For the first time in my life, I wished for red rain. For the strength it would give me, for how it would dull the pain of my shoulder and help me move faster and farther.

For once, Iwantedthe virus to take hold of me. And if I corrupted…

Well. At least I’d do it out here instead of in a cage.

Halfway through the third day, one of the Corrupted found me. It began following me, but I just kept walking, hoping it would lose interest or die along the way.

It looked like it had been a child once. It was smaller than I was, and its clothes hung off its rotting frame in tatters. How old was it? How long had it been wandering, roaming the earth just looking for something to eat as it wasted away?

What a miserable existence.

The flesh on its face had been ripped off. Or bitten off. Its nose was gone, and the only skin remaining was a small flap dangling from its jaw. It fluttered when the wind blew.

I named it Thirty, because that was the most bloodhounds Hunter and Hayes had ever had in the prison at one time.

They were probably all dead now.

When the sun was high in the sky, I found myself at the bottom of some kind of ravine. The rocky, vine-covered hill in front of me was higher than anything I’d ever seen before, and when I looked left and right, there was no end to it.

That was where the sun was going.

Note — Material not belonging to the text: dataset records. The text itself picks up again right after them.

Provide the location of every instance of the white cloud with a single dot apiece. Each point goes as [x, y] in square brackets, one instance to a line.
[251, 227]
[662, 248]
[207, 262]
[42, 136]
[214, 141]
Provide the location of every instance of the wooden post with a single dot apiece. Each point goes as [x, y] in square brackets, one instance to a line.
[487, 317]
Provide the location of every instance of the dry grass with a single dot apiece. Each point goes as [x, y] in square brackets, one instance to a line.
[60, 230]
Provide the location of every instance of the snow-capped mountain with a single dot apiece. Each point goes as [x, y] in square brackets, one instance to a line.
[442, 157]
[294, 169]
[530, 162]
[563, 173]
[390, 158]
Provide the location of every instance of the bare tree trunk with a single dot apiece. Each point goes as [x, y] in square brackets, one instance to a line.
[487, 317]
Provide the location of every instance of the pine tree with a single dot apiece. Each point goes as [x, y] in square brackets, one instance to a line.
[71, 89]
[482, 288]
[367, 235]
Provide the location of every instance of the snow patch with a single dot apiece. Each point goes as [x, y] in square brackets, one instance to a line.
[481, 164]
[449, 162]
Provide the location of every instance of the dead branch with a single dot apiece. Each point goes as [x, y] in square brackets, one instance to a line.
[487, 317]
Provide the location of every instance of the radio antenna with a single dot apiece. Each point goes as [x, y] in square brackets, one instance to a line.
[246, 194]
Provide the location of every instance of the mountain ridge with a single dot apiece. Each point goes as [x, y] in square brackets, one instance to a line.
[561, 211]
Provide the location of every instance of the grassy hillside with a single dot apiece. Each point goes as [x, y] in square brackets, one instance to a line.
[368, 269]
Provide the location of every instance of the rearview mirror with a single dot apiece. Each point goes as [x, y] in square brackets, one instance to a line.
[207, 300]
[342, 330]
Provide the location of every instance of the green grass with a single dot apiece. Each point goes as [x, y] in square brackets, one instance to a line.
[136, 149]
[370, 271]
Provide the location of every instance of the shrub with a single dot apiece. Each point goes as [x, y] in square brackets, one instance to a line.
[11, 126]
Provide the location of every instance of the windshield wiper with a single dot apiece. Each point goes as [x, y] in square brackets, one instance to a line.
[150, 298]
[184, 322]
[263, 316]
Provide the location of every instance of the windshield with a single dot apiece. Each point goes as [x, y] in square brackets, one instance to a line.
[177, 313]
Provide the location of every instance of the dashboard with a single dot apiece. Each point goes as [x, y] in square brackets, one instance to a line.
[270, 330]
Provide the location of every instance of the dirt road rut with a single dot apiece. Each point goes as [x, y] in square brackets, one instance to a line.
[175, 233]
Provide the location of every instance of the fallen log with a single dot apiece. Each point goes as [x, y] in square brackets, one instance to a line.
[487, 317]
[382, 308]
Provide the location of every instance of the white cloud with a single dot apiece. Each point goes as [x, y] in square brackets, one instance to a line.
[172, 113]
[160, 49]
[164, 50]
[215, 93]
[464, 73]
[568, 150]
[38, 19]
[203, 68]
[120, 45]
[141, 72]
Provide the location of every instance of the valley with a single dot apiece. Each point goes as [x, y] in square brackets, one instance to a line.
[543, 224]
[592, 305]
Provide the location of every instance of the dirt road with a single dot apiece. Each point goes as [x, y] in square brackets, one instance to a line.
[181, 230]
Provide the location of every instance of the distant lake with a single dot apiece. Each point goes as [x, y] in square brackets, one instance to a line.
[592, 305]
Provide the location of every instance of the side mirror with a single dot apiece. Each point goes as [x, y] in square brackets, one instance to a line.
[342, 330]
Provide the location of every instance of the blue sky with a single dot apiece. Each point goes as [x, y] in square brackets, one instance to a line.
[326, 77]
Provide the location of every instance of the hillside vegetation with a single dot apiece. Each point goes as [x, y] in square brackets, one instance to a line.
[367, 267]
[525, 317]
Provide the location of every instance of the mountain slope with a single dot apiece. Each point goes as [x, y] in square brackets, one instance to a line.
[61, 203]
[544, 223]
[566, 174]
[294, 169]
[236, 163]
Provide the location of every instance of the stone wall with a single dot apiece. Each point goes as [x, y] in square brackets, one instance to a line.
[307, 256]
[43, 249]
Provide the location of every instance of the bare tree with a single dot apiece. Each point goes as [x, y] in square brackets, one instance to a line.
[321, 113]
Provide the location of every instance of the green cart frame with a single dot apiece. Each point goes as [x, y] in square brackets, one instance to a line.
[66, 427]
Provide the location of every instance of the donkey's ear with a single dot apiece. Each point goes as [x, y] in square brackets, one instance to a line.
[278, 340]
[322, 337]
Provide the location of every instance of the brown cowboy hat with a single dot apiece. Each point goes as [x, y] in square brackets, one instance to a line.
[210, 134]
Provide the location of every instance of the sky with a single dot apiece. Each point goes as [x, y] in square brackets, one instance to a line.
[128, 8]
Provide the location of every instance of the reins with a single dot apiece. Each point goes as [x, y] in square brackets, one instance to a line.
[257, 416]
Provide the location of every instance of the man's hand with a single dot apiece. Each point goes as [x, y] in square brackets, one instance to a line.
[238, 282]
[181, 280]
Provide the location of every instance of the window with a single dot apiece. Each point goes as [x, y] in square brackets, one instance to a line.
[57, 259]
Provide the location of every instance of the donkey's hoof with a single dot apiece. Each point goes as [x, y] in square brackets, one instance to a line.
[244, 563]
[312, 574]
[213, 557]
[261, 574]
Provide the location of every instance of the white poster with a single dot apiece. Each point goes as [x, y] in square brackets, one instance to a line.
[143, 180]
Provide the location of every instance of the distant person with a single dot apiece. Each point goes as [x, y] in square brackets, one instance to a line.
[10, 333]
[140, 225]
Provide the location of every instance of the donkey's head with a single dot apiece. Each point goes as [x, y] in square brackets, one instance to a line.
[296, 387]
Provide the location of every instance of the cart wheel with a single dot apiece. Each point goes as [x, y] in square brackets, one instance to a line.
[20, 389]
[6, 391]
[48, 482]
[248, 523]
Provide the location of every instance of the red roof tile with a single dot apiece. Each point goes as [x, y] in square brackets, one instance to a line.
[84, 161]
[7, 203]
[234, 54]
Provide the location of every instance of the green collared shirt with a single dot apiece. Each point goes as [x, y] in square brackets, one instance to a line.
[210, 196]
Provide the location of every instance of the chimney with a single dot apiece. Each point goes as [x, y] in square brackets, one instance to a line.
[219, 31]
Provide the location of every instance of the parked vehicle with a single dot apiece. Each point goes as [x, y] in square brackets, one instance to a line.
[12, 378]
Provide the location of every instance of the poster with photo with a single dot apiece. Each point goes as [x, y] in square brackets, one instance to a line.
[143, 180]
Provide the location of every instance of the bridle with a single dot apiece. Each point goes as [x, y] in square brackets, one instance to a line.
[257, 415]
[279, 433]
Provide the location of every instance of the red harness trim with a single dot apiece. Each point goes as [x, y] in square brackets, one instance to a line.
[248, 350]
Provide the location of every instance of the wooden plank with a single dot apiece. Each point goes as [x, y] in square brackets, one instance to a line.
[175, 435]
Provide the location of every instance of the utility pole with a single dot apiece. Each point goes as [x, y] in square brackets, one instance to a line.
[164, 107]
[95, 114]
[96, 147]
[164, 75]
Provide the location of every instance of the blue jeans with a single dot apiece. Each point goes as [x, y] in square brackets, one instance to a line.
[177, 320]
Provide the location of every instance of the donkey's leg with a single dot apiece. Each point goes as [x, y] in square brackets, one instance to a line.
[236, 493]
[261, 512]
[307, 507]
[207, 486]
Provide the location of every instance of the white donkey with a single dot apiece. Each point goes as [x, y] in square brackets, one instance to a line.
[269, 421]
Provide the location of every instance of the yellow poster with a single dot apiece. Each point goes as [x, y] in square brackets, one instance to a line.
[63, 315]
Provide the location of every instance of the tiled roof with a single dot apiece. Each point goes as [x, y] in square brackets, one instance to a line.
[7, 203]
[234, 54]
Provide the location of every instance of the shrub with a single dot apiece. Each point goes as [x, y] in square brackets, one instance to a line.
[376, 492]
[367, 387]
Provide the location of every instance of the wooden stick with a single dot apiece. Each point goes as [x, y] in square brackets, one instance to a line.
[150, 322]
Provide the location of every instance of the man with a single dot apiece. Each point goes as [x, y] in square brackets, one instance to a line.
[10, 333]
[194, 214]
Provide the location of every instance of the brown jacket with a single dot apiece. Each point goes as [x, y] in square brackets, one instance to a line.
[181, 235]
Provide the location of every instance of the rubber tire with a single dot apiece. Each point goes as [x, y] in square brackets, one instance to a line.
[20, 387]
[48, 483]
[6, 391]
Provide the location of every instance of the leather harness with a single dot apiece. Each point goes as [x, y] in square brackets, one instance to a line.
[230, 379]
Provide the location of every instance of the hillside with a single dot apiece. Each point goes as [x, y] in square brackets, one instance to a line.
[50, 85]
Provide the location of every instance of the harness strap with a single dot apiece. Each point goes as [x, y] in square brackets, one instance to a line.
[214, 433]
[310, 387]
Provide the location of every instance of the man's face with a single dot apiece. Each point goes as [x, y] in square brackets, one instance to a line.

I needed to get up there, and I was pretty sure that thing wouldn’t be able to follow me if I climbed up there.

As the Corrupted ambled closer, I studied the steep rocky hill in front of me. It was on a slant, so I could climb it.

I was about to start when that familiar scrape in my head came, the pull in my bones that told me the Corrupted were near.

More than just Thirty.

Shit.

A few burst through the foliage a ways behind me, snarling and growling and heading my way a whole lot faster than Thirty.

“Bye, Thirty.” My voice was a raspy scratch as I waved at the dead thing that had been my companion for half a day.

I turned and started to scramble up the ravine.

I was weaker than I’d anticipated, but used the vines crawling through the steep dirt to help pull myself up. A few times, my arms shook so badly that I almost lost my grip.